You are viewing a plain text version of this content. The canonical link for it is here.
Posted to users@kafka.apache.org by Kevin Scaldeferri <ke...@scaldeferri.com> on 2015/10/28 18:36:15 UTC

Consumer with more stable partition assignments?

One of the big issues we run into with the 0.8 high-level consumer is the
instability of partition assignments during a rebalance.  The simple
lexicographic assignment strategy means that if one consumer instance dies
(and potentially a new instance with a different consumerId gets spun up to
replace it) that every other consumer instance potentially changes its
partition assignments.  This is bad for data locality, cache-hit-rates, etc.

We'd really like it if under a rebalance consumers kept the same partition
assignments as much as possible.  So, if one instance goes away, another
will have to take over that partition, but there's no reason that large
numbers of consumers in the group should have to change what partition they
consumer.  Similarly, if a new instance is added, other consumers might
relinquish excess partitions to maintain good balance of work-load across
the group, but it would be nice if we didn't shuffle everything around.

I've been working on an algorithm and implementation to support this, but
before getting too far down the path, I wanted to check and see if anyone
has previously developed a consumer that works like this.  So far I haven't
had any luck searching for one.

Also, in reading the 0.9 consumer docs, there are some hints that
rebalancing / partition assignment will work differently from the current
assignment strategy (and, in particular, that it might be possible to plug
in user-defined strategies).  I'd love to know a little more about this,
and if it might be simpler to achieve the behavior we're looking for with
0.9.

Thanks,
Kevin

Re: Consumer with more stable partition assignments?

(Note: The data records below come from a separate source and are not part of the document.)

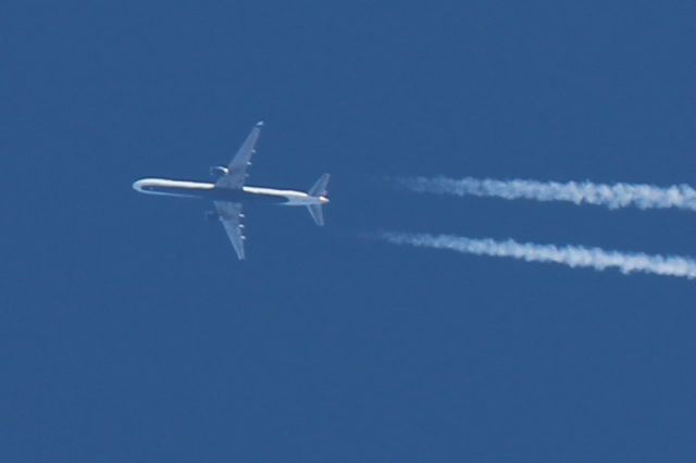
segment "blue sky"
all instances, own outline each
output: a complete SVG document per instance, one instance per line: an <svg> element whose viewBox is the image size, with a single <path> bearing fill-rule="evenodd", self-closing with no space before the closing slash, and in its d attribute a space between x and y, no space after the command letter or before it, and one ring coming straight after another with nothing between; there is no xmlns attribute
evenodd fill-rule
<svg viewBox="0 0 696 463"><path fill-rule="evenodd" d="M145 4L144 4L145 3ZM696 458L686 279L394 247L696 255L693 213L395 191L399 175L696 184L691 2L0 5L0 460ZM204 179L332 173L327 226Z"/></svg>

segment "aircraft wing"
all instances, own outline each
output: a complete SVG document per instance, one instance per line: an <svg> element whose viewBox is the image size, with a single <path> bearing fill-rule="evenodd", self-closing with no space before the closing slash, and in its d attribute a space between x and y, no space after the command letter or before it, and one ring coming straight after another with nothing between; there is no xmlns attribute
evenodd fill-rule
<svg viewBox="0 0 696 463"><path fill-rule="evenodd" d="M262 122L258 123L247 139L241 143L239 151L227 165L228 173L223 175L215 183L216 187L239 189L247 182L247 167L251 164L251 157L256 153L256 145L261 133Z"/></svg>
<svg viewBox="0 0 696 463"><path fill-rule="evenodd" d="M244 225L241 225L241 203L229 201L215 201L215 209L220 216L220 222L225 227L227 237L232 242L232 246L237 252L239 260L245 259L244 253Z"/></svg>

Posted by Joey Echeverria <jo...@rocana.com>.
I don't have a solution, but I thought I'd chime in with interest in finding a solution to this problem. We have a use case where we're partitioning the dataset we write to according to Kafka partitions and having to close all writers and re-open after a rebalance is a pain point. 

-Joey

> On Oct 28, 2015, at 13:36, Kevin Scaldeferri <ke...@scaldeferri.com> wrote:
> 
> One of the big issues we run into with the 0.8 high-level consumer is the
> instability of partition assignments during a rebalance.  The simple
> lexicographic assignment strategy means that if one consumer instance dies
> (and potentially a new instance with a different consumerId gets spun up to
> replace it) that every other consumer instance potentially changes its
> partition assignments.  This is bad for data locality, cache-hit-rates, etc.
> 
> We'd really like it if under a rebalance consumers kept the same partition
> assignments as much as possible.  So, if one instance goes away, another
> will have to take over that partition, but there's no reason that large
> numbers of consumers in the group should have to change what partition they
> consumer.  Similarly, if a new instance is added, other consumers might
> relinquish excess partitions to maintain good balance of work-load across
> the group, but it would be nice if we didn't shuffle everything around.
> 
> I've been working on an algorithm and implementation to support this, but
> before getting too far down the path, I wanted to check and see if anyone
> has previously developed a consumer that works like this.  So far I haven't
> had any luck searching for one.
> 
> Also, in reading the 0.9 consumer docs, there are some hints that
> rebalancing / partition assignment will work differently from the current
> assignment strategy (and, in particular, that it might be possible to plug
> in user-defined strategies).  I'd love to know a little more about this,
> and if it might be simpler to achieve the behavior we're looking for with
> 0.9.
> 
> Thanks,
> Kevin